Giuseppe VERDI (1813-1901)
Simon Boccanegra - Melodramma in one prologue and three acts (1881 version)
Plácido Domingo - Simon Boccanegra; Ferruccio Furlanetto - Fiesco; Massimo Cavalletti - Paolo; Ernesto Panariello - Pietro; Anja Harteros - Amelia; Fabio Sartori - Adorno
Orchestra and Chorus of the Teatro alla Scala/Daniel Barenboim
rec. La Scala, Milan, 2010
Sound Format PCM Stereo, DTS-HD Master Audio 5.1 Surround; Picture Format 16:9, 1080i; Region Worldwide: Subtitles in English, German, French, Italian and Korean;
Reviewed in surround
ARTHAUS MUSIK 108 039 BLU-RAY [149:00]
 
Domingo's performance in this production was apparently greeted with 15 minutes of applause, not all shown on this disc. His fellow cast members, especially Harteros, Sartori and Furlanetto, were also praised loudly and at length as was music director Daniel Barenboim. From a purely musical point of view this is hardly surprising. Boccanegra is one of Verdi's greatest scores and contains one scene in particular, the Council Chamber, that is reckoned to be amongst his finest achievements. Neither the solo and choral singing nor the orchestral playing is ever less than such a work deserves. Some of the performers do look more involved than others. Domingo, Furlanetto and Cavaletti particularly are every inch in their roles. The quiet and attentive Milan audience only interrupt with applause on a handful of occasions, which allows for continuity of the drama.
 
So what’s wrong with this disc? The list is long and depressing. Most importantly the production, whilst safely conventional and free from greatcoats and machine guns (or Cadillacs, Homburgs and wine-bars as in ENO's recent travesty), is utterly static. There is a lot of standing and singing at each other which means that only the most seasoned performers, Domingo and Furlanetto in particular, dare act expressively. The chorus must have been threatened with dreadful punishment if they moved save to enter and exit. Moments of high drama like the recognition scene between Amelia and Boccanegra pass with barely a flutter of activity. There is a lot of impressive posing where stage business might have helped the drama. The sets and lighting were unmemorable save for the slow descent of four poplar trees complete with roots from the top of the proscenium to the floor during Act 1, which certainly caught one's attention, but only to ask 'why?'
 
Even this might have been tolerable were it not compounded by the video and disc production. I exempt the sound engineering from this. That was very good. The actual picture was clear and watchable, with even the many dark scenes detailed enough to see what was happening. I have seen several other RAI opera productions and have not noticed much amiss, but here the camerawork was fussy and distracting: clever in and out zooming; regular views of the entire front of the auditorium to take our minds off the drama and remind us we were in La Scala Milan with a posh audience; lots of camera fadeouts before the next shot fades in - Act 3 suffered particularly.
 
Then there is the disc itself.
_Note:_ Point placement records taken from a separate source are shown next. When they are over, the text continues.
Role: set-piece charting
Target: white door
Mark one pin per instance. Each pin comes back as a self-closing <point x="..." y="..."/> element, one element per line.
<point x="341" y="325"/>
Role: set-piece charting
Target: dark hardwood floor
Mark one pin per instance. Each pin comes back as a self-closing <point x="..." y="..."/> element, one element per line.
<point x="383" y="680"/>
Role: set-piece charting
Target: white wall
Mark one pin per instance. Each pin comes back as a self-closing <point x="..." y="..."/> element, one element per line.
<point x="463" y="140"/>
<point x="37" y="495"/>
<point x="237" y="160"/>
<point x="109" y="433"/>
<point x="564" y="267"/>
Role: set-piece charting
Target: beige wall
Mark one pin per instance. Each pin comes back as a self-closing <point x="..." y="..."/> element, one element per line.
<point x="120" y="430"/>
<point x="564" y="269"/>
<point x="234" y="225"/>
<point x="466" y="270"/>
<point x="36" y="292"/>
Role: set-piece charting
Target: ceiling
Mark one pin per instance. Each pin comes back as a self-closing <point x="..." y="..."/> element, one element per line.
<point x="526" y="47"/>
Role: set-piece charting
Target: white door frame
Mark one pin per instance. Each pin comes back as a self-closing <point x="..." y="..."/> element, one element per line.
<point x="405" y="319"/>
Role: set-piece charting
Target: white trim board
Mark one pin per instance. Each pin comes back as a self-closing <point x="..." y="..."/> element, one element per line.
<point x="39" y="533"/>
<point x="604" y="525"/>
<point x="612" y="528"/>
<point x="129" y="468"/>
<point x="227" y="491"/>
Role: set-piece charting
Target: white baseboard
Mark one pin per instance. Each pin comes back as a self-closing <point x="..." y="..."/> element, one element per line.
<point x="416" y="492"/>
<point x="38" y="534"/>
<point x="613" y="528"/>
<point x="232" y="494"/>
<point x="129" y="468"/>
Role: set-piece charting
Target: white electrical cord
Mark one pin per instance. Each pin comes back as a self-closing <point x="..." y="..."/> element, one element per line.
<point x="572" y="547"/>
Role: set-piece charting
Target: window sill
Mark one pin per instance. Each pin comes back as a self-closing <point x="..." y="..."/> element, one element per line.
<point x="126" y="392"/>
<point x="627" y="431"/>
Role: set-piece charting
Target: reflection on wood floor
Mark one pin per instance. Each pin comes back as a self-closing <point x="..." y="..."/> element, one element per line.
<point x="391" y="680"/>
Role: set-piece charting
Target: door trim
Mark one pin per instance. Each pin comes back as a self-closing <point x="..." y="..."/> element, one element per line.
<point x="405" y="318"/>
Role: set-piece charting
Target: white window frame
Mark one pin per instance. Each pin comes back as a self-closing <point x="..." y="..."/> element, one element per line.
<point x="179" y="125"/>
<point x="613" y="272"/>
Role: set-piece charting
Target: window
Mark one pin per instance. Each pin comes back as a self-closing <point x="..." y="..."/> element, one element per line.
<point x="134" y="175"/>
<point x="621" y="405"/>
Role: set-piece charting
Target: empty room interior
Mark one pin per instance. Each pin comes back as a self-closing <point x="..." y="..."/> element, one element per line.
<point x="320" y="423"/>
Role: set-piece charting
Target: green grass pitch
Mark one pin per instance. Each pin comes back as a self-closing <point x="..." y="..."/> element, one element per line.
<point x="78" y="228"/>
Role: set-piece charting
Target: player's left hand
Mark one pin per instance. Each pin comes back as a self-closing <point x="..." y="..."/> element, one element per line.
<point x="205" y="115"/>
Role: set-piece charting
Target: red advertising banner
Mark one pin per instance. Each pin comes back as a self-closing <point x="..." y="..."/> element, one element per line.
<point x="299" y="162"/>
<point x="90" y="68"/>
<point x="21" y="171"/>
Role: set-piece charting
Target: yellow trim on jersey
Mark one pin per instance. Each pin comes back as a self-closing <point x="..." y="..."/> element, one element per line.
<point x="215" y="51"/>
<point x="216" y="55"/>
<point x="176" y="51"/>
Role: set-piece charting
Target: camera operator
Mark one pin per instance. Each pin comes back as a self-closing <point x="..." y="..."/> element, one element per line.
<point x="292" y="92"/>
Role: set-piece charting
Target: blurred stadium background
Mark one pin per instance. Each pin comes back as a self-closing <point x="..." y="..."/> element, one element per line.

The English subtitles were sprinkled with unchecked typos. There was music over menus needless to say, the Prelude to the opera, but then music over opening credits as well and not just the same music but a sort of potpourri of scenes both visual and audio as if this were a pop video. A glance at the booklet reveals a separate huge production team involved in just this four minute mess. If ever there was reason for someone to wield the digital scissors, this was it! It was fortunate that the menus allowed one to start after this but during that selection the Prelude plays again. Then at the end after we had been moved by Verdi's final scene and after we had watched the prolonged applause, someone thought to roll the end credits accompanied by the Prelude to the opera!
 
Dave Billinge  

This is a finely sung and played performance, but beware static staging and poor disc production values.